Viewers watching Netflix, HBO or Prime Video have seen many European locations such as France, Germany or Russia.

But often what you see is not what it seems. More and more productions are using places like Lithuania and Estonia to stand up as other foreign cities.

Los Angeles Times foreign correspondent Jaweed Kaleem wrote about Hollywood’s new frontiers and joined Lisa McRee on the LA Times Today show.

Hollywood has sought tax credits and rebates for decades, but the locations are new. Kaleem explained why the productions are looking for new countries to shoot in.

“Places are changing, which can be said to become newer points. Eastern Europe, the Baltic countries, the Balkans. It is in these places that the countries are newer and the currency is even cheaper.

Most of the filming activity in Eastern Europe is driven by streamers.

“These are HBO, in Lithuania and other European countries, and Amazon Studios, whose centers are in the UK and Spain. Of course, it’s Netflix, which is also opening offices in Poland and other European countries to really capture this new content, which just has to be consistently, consistently high quality, because that’s what people are demanding now,” Kaleem said. .

Hollywood productions have brought a lot of work and money to these smaller countries. Tourists flock there to see where their favorite shows were filmed. Kaleem talked about the economic impact of manufacturing eastward.

“These countries are promoting and attracting American filmmakers, Los Angeles filmmakers, because it’s going to benefit them. Their unemployment may be high, as in Greece, or they may simply have an underdeveloped creative industry. And they want people to work as filmmakers on location, to work in hotels, to offer services and housing. They want more Airbnb, they want tourist accommodation.
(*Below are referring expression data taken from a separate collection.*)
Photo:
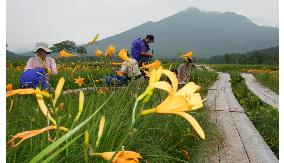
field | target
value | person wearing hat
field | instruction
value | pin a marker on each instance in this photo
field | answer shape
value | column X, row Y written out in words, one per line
column 39, row 68
column 184, row 69
column 140, row 51
column 42, row 60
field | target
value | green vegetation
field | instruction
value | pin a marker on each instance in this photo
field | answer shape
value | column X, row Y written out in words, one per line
column 270, row 81
column 264, row 117
column 158, row 138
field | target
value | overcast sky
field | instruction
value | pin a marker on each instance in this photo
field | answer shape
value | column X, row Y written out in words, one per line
column 52, row 21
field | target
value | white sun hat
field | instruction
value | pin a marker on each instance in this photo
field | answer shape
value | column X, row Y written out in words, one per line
column 42, row 45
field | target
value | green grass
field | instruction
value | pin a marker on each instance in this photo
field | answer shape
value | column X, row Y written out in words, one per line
column 158, row 138
column 269, row 81
column 264, row 117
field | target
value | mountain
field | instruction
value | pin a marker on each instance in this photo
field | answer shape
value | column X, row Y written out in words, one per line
column 205, row 33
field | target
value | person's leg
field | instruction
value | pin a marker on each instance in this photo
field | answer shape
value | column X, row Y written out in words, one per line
column 142, row 71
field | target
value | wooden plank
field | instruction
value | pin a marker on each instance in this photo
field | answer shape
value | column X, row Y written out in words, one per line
column 256, row 148
column 232, row 151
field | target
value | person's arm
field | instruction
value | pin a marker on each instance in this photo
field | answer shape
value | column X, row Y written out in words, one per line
column 53, row 67
column 29, row 64
column 146, row 54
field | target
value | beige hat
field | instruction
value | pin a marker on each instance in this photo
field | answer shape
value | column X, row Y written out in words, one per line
column 42, row 45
And it works.”

But there are downsides to the sudden influx of film crews into previously quiet communities.

“They are just not used to closed streets [for film shoots]. To be honest, it was still a strange thing. And then there’s the salary. What Hollywood broadcasters pay if you work as a director or costumer or any job is nowhere near what you get if you work in Eastern Europe. [Locals] get a share of the salary and there is no union either,” Kaleem explained.